Op 5 en 6 maart (18-19) arriveerden nota's over de erkenning van de Voorlopige Regering door Groot-Brittannië, Frankrijk en Italië de facto in Petrograd. Op 9 (22) maart werd de Voorlopige Regering officieel erkend door de Verenigde Staten, Groot-Brittannië, Frankrijk en Italië. Het Westen herkende snel de Voorlopige Regering, omdat het geïnteresseerd was in de eliminatie van de Russische autocratie, die onder bepaalde omstandigheden de mogelijkheid had om een Russisch project van globalisering (een nieuwe wereldorde) te creëren, een alternatief voor het westerse. Ten eerste namen de meesters van Engeland, Frankrijk en de Verenigde Staten zelf actief deel aan de staatsgreep van februari en ondersteunden ze de organisatie van de samenzwering via de vrijmetselaarsloges (ze waren ondergeschikt aan de westerse centra langs de hiërarchische ladder). Rusland mocht geen winnaar worden in de Eerste Wereldoorlog; ze zouden de vruchten van de overwinning er niet mee delen. Vanaf het allereerste begin hoopten de meesters van het Westen niet alleen Duitsland en Oostenrijk-Hongarije te verpletteren (de strijd binnen het westerse project), maar ook het Russische rijk te vernietigen om de "Russische kwestie" op te lossen - de duizendjarige confrontatie tussen de westerse en Russische beschavingen, en ter beschikking te stellen van de enorme materiële hulpbronnen van Rusland, die nodig waren voor de opbouw van een nieuwe wereldorde.

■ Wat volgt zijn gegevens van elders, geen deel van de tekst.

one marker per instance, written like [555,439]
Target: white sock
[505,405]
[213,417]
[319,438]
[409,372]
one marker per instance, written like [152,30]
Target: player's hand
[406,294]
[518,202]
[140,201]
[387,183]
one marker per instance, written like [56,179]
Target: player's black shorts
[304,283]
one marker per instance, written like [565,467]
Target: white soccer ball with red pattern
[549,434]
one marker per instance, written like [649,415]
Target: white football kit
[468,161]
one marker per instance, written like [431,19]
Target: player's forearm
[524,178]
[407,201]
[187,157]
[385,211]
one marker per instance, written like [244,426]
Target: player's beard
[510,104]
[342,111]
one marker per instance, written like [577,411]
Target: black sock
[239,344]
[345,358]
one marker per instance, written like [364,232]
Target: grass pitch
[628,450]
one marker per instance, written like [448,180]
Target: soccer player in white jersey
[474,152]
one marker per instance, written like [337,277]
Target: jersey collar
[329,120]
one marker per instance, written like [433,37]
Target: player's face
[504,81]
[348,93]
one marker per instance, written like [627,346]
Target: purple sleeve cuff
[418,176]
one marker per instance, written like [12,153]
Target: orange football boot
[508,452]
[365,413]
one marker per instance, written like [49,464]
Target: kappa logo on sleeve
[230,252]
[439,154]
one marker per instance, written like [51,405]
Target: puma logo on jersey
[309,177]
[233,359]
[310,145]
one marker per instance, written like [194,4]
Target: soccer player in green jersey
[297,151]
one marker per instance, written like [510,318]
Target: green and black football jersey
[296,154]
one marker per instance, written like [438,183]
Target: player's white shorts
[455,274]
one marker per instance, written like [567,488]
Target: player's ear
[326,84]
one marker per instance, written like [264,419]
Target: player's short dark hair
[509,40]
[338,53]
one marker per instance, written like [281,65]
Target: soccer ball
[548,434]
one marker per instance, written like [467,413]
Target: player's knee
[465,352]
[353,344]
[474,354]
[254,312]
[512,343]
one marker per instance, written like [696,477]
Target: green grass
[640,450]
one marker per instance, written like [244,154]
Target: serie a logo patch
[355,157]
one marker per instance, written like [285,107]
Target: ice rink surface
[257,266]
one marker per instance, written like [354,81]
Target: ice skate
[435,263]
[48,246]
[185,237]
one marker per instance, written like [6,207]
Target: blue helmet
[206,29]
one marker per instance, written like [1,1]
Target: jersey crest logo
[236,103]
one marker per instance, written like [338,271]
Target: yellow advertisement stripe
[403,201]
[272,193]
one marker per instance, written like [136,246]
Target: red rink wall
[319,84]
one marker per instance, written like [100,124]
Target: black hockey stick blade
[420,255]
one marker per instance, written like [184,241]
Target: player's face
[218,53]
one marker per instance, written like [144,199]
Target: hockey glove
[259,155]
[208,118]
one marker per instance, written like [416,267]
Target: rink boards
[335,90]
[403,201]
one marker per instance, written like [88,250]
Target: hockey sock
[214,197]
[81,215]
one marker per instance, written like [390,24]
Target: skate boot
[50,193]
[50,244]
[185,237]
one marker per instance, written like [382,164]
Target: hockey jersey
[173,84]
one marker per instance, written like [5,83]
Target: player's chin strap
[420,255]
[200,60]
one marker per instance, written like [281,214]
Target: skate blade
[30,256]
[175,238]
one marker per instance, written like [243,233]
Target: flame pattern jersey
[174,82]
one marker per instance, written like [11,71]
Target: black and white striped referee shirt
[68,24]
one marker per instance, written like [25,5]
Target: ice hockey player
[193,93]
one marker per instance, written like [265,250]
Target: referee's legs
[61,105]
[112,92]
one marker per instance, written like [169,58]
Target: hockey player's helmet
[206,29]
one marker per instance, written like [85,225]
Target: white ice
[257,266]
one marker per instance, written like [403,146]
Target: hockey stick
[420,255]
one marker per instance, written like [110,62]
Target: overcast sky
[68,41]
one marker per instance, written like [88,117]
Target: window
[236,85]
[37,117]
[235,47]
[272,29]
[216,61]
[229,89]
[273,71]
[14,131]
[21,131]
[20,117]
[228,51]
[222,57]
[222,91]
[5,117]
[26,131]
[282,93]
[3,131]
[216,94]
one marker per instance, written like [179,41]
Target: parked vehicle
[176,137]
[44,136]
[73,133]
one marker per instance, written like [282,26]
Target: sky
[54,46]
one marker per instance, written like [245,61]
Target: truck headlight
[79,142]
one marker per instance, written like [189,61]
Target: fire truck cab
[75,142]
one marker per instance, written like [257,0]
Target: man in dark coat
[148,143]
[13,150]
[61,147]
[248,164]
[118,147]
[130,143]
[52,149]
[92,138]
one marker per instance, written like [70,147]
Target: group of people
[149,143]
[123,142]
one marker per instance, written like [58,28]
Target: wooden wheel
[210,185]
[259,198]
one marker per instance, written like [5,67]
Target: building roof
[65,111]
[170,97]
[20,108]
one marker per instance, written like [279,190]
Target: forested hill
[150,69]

Ten tweede, de macht in Rusland werd gegrepen door de westerlingen-februariisten, die van plan waren om het eindelijk langs het westerse pad van ontwikkeling te leiden (kapitalisme, "democratie", dat in werkelijkheid de opbouw van een wereldwijde slavenbeschaving verborg). Ze richtten zich vooral op Engeland en Frankrijk. Dit paste helemaal bij de meesters van het Westen. De nieuwe burgerlijk-liberale Voorlopige Regering van Rusland hoopte dat 'het Westen zou helpen' en nam onmiddellijk een ondergeschikte, slaafse positie in. Vandaar de "oorlog tot het bittere einde", dat wil zeggen de voortzetting van het beleid om de "partners" van Russisch "kanonnenvoer" te voorzien en de weigering om de meest dringende, fundamentele problemen van Rusland op te lossen.